Hambrough was buried in the churchyard at St Catherine's Church, Ventnor on the Isle of Wight, close to the family home.

Only weeks after the trial's conclusion, Monson published his own account of the case, titled The Ardlamont Mystery Solved, both in an attempt to clear his name and to make money. The pamphlet asserted that Hambrough's death was an accident, and that the authorities had concealed evidence which would have helped the defence. It also included a supposed diary of Edward Scott/Sweeney, who subsequently contacted the press to say this had been fabricated; his sentence of outlawry was lifted in May 1894.

==Libel by innuendo==

In 1894 Madame Tussauds in London erected a waxwork of Monson at the entrance to its Chamber of Horrors, bearing a gun. Monson took exception, sued the company and was awarded one farthing in damages.
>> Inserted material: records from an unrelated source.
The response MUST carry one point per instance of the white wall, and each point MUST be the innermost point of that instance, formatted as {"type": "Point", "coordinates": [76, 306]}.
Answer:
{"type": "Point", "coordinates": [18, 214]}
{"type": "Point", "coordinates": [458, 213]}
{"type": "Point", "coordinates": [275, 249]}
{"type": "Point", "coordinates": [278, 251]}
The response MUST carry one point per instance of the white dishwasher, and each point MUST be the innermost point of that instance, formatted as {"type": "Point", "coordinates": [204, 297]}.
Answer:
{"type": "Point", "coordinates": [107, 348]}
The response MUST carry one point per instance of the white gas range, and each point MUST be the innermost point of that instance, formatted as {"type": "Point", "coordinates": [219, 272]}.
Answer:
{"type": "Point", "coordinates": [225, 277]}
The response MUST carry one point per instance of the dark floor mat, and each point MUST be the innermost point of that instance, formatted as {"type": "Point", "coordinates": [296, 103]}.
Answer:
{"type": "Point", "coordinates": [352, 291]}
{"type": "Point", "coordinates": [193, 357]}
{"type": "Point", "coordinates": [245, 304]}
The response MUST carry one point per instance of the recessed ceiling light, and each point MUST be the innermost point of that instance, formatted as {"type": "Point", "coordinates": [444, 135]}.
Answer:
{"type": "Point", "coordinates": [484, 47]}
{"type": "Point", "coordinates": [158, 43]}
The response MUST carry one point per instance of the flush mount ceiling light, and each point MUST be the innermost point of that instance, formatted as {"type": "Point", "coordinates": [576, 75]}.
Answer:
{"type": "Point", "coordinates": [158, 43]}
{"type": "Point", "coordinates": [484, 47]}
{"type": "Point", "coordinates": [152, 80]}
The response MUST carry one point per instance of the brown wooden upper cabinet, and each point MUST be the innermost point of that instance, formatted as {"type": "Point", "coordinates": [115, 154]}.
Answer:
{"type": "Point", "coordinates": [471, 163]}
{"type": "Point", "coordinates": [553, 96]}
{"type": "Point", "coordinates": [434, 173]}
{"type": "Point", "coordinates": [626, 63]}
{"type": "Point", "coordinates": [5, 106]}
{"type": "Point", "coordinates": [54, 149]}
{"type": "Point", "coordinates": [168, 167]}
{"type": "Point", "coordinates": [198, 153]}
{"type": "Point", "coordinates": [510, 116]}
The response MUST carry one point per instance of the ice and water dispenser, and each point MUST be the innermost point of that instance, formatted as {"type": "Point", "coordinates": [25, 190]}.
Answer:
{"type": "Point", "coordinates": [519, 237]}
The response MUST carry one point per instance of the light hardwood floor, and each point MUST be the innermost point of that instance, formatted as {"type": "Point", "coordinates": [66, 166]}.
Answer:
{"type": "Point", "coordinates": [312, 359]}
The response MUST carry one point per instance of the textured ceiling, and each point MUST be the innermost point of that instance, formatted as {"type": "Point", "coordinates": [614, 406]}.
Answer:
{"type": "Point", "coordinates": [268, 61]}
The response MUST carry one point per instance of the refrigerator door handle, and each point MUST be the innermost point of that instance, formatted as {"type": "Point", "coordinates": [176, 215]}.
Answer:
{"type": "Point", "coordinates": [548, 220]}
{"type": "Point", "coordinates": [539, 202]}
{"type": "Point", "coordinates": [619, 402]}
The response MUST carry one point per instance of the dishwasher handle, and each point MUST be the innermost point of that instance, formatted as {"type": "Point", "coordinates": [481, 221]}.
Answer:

The case, Monson v Tussauds, established the principle of "libel by innuendo", which has been used to draw up defamation laws in many countries since. To prove libel, there must be publication in permanent form, but this need not be in words.
In a similar case in Australia in 1879, a defendant who had been acquitted sued Kreitmayer's waxworks for continuing to display an effigy of her; she was awarded one farthing in damages.

== Television dramatisation ==
BBC Scotland Television produced an adaptation based on the case and broadcast in 1984. Murder Not Proven: Open Season was scripted by the future novelist Peter May.